On May 16th, 2011 the CDC finally realized the importance of preparing for a zombie apocalypse. It’s about time, as I’ve had a zombie contingency plan in place since the summer of 2007 (it’s currently on version 3.1, FYI). The CDC guide includes a basic description of zombies and where they came from. For an abridged version, see here.
Essentially, they recommend that one stock up on things like food, water, medications, tools and supplies, sanitation and hygiene materials, clothes and bedding, important documents (just in case you have to file taxes in a post apocalyptic world, gosh the IRS will get you anywhere), and first aid supplies. I’m assuming no one will have any problems with this because after all, we keep our bomb shelter fully stocked. Don’t believe me? Ask Dwight. Dwight?
Got it. Thanks. They then go into boring details about how the CDC will examine the disease, find out what is causing it…blah blah blah. What the CDC fails to realize is that zombie bites cause the disease (duh) and the best way to contain it is eliminate the zombie food source (that’d be all other living humans). Since I fully plan on being a living human who is not a zombie, I don’t really see that as a viable option. I’d take a few additional steps to ensure one’s safety.
First thing you’ll want to do is add a few items to your list. Namely, a boatload of shotgun shells and a sawed off shotgun. This is good for close range zombie attacks. Next, you’ll want a melee weapon for when you run out of shells. I’d suggest a baseball bat or samauri sword, but really anything will do. Heck, if you’re The Rock and can control an entire town with a 4 X 4 piece of cedar that’ll do just fine. If you can manage (and know how to operate) a rifle of any sort, I’d suggest that too. The longer you can keep zombies at a distance, they longer you’ll live. Further, I’d recommend a few basic manuals on how to do stuff. Personally, I’ve modeled my entire life after MacGyver so I’m not too concerned about such things. However, for people who can’t create nuclear explosives, cure cancer, and contact alien races with a swiss army knife, duct tape, a bar of chocolate, and twine it might be helpful. Although it may be morbid, you might want to have a plan in place with someone in the event that you are bitten by a zombie. This is a fate worse than death, so it’d be an act of mercy to finish you off before you turn into the living dead. Finally, I’d recommend your escape plan involve a large body of water and an uninhabited island.

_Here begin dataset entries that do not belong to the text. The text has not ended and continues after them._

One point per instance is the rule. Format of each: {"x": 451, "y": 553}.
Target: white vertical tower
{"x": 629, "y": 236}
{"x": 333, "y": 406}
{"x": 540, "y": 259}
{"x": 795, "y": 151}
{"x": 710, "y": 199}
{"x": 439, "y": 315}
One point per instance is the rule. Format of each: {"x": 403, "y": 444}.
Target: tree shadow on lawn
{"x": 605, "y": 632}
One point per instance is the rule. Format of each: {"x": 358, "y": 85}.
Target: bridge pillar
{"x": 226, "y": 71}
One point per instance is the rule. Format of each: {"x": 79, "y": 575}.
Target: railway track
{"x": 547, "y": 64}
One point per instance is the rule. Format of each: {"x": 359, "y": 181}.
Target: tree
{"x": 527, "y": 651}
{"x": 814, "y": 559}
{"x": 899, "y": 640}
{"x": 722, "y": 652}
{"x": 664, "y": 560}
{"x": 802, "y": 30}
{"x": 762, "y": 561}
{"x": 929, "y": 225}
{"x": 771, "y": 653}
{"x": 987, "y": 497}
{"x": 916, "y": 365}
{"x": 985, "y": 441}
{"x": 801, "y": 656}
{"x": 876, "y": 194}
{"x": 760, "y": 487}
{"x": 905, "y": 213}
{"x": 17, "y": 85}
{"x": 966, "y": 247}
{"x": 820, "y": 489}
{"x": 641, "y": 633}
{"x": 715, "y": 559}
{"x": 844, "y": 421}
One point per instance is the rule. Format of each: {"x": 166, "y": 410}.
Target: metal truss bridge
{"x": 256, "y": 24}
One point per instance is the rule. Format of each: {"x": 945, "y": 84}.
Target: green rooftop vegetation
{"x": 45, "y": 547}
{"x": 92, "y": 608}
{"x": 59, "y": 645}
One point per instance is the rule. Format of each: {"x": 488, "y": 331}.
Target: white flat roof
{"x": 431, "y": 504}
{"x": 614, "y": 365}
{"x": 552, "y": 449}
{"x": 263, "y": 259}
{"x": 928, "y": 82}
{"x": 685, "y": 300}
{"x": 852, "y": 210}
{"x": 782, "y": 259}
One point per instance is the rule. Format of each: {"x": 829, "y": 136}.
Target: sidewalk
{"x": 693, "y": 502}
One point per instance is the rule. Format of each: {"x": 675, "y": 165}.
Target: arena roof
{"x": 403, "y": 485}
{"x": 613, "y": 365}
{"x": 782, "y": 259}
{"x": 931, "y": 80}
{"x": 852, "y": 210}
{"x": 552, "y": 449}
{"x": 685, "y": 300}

What the CDC fails to mention is that zombies cannot swim or travel through water. This is a fact from several films. This is a distinct advantage for those of us who are prepared for the zombie attacks. So, in your escape plan, you should probably plan on living on an uninhabited island by yourself or with very few other people for an extended period of time. Essentially you’re trying to live long enough so that the zombies exhaust their food source (other people who aren’t as prepared as you) and die off. Once that happens, you’ll be free to reclaim the world as your own and start from scratch. It’ll be like reclaiming the country after Skynet is finally defeated.

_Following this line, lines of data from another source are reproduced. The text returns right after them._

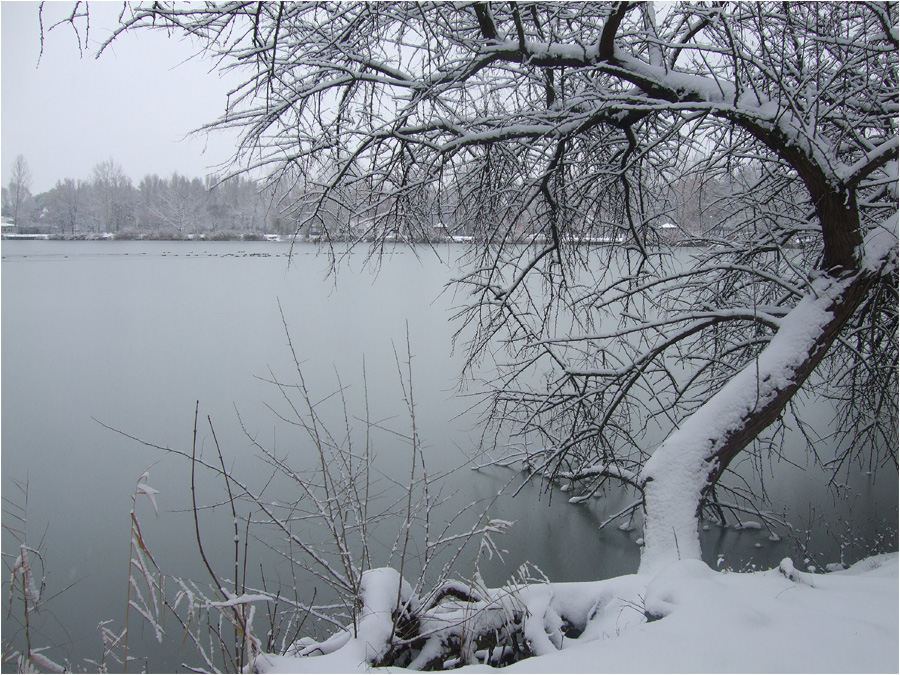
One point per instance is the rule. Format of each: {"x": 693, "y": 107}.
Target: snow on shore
{"x": 780, "y": 620}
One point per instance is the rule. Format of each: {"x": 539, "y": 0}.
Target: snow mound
{"x": 685, "y": 618}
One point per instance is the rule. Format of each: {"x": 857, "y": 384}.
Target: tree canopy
{"x": 765, "y": 134}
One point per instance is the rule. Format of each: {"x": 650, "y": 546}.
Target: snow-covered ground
{"x": 781, "y": 620}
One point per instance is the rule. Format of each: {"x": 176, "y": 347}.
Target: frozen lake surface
{"x": 133, "y": 334}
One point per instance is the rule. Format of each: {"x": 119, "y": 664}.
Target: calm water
{"x": 132, "y": 334}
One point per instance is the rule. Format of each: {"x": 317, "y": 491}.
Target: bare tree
{"x": 114, "y": 202}
{"x": 566, "y": 123}
{"x": 20, "y": 191}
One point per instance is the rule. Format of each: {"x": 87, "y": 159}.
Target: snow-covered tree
{"x": 564, "y": 124}
{"x": 113, "y": 197}
{"x": 19, "y": 192}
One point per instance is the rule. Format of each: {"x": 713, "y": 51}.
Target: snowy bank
{"x": 688, "y": 618}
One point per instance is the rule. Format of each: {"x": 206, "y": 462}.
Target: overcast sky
{"x": 135, "y": 104}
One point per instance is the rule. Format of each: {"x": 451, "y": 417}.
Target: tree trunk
{"x": 695, "y": 455}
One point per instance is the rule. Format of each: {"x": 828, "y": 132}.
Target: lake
{"x": 131, "y": 335}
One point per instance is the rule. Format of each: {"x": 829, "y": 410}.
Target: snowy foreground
{"x": 781, "y": 620}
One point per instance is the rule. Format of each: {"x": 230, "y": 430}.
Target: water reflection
{"x": 133, "y": 334}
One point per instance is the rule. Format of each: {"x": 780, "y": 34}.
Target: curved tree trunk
{"x": 694, "y": 456}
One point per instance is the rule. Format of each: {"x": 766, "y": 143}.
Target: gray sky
{"x": 135, "y": 104}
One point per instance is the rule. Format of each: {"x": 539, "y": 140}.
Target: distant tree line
{"x": 167, "y": 207}
{"x": 177, "y": 207}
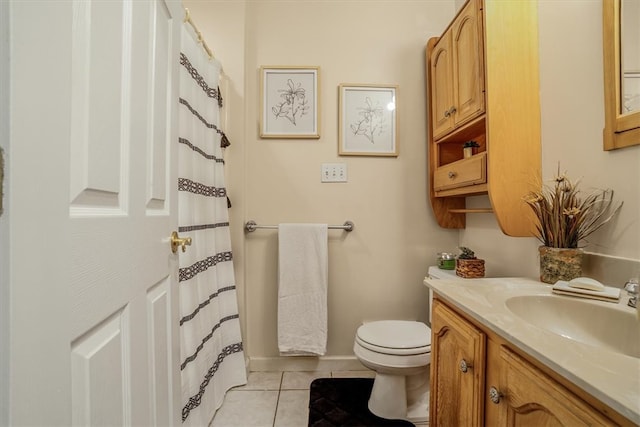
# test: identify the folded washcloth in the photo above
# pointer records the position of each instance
(607, 294)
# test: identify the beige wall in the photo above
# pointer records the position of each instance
(376, 271)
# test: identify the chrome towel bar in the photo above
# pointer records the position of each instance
(252, 226)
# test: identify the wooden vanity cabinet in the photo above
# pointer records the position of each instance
(500, 387)
(522, 395)
(457, 370)
(483, 86)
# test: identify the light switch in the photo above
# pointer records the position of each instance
(334, 172)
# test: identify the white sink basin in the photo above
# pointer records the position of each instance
(590, 322)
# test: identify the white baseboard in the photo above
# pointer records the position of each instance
(305, 363)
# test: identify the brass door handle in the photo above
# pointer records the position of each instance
(178, 241)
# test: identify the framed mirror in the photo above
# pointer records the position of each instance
(621, 50)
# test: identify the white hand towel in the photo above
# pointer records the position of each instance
(610, 294)
(302, 289)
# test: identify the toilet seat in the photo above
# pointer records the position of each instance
(395, 337)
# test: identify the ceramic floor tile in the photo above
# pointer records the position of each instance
(301, 380)
(247, 408)
(262, 381)
(353, 374)
(293, 408)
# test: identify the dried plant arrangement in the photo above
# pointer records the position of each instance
(565, 216)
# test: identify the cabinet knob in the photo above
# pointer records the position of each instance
(450, 111)
(495, 395)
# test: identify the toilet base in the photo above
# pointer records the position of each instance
(401, 397)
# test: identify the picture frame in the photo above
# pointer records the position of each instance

So let me say that those of you who claim our tax dollars have been wasted by creating the Zombie Apocalypse Guide are really mistaken. I’d argue we didn’t use enough tax dollars in creating this. With a little work, some good luck, and a swiss army knife, you just might make it out alive. Now you might be asking yourself, “Self? What if zombies never overrun the earth and I look like a complete idiot!?!” My response would be “yeah, BUT WHAT IF THEY DO!?!?!”. I’d rather be safe than zombie.